Digital Image Forgery

Digital cameras have long since replaced traditional cameras as the dominant form of photography. Their practicality coupled with the combination of low cost and high performance have made them extremely popular. Additionally, with the advent of the camera phone, nearly every person now has a camera on them at all times. This has led to an explosion of images of nearly anything that can be easily found on the internet. Combined with very power photo editing software such as Photoshop, the amount of forged images has also dramatically increased. Images of a subject or event can longer be blindly taken at face value since it has become so easy to forge them. Because of this, it has become increasingly important to be able to discern legitimate images from forged ones. It is possible to leverage how digital camera sensors record images to determine if they have been altered and post-processed.

Digital Camera Image Sensors

Each pixel in a color digital image consists of three different values: its red, green, and blue intensity.

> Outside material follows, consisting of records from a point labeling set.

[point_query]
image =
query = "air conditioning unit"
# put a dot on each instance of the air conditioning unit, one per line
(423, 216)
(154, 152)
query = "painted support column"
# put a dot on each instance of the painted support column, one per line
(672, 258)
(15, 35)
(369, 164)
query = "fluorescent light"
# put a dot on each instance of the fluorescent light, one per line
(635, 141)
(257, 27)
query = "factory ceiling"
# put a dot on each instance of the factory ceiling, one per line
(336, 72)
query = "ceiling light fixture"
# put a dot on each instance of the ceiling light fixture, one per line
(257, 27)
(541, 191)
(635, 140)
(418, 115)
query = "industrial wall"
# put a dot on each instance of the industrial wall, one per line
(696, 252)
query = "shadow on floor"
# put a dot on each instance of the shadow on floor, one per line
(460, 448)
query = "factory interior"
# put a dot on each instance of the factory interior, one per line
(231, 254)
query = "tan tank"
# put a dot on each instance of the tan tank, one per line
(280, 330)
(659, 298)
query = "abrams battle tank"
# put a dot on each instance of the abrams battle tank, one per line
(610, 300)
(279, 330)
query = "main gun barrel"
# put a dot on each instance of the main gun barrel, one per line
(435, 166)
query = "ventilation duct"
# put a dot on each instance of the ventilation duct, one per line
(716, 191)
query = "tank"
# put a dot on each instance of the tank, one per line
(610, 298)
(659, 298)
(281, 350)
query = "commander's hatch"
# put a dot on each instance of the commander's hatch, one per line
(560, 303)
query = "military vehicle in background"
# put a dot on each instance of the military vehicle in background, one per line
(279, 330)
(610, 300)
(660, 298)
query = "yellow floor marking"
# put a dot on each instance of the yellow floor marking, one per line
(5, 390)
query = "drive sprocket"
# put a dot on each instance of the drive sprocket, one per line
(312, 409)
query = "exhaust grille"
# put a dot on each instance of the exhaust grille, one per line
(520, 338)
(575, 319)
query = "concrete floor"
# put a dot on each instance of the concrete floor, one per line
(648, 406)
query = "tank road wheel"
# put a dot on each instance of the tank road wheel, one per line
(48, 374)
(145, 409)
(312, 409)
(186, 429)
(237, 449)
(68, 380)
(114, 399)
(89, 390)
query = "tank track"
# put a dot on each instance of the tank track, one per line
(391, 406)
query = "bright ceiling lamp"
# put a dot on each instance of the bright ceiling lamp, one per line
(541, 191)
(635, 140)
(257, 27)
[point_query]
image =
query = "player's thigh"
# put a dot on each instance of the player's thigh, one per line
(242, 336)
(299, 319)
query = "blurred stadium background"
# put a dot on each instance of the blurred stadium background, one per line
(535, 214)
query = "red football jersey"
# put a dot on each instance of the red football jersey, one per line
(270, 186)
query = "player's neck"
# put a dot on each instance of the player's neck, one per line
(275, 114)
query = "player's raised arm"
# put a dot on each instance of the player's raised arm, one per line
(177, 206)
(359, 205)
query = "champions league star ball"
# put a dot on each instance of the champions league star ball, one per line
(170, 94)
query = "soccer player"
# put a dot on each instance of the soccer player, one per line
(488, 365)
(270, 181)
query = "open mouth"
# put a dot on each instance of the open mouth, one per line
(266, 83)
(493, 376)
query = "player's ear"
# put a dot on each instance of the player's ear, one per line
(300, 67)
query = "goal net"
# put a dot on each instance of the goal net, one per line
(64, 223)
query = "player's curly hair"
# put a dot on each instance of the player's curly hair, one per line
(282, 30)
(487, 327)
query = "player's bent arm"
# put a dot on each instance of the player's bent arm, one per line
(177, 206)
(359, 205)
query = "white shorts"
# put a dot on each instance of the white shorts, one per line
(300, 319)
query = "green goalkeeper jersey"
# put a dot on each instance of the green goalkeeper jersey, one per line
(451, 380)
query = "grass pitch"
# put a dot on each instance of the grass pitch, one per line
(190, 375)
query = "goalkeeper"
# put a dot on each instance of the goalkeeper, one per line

Therefore, the entire image can be thought to have three separate channels--one for each color. However, each of the CMOS imaging chip's photosensors, which will record the light in the scene for a single pixel, can only detect light intensity without wavelength information. Therefore, they are unable to separate color information and record a separate value for each channel. To work around this limitation, image sensors typically employ a color filter array (CFA), which is a mosaic of tiny color filters placed on top of the image sensor, so that for each individual pixel, only a single band of light will pass through it and be recorded onto the pixel. Figure 1 depicts a common CFA known as a Bayer array, which employs a pattern of red, blue, and green color filters.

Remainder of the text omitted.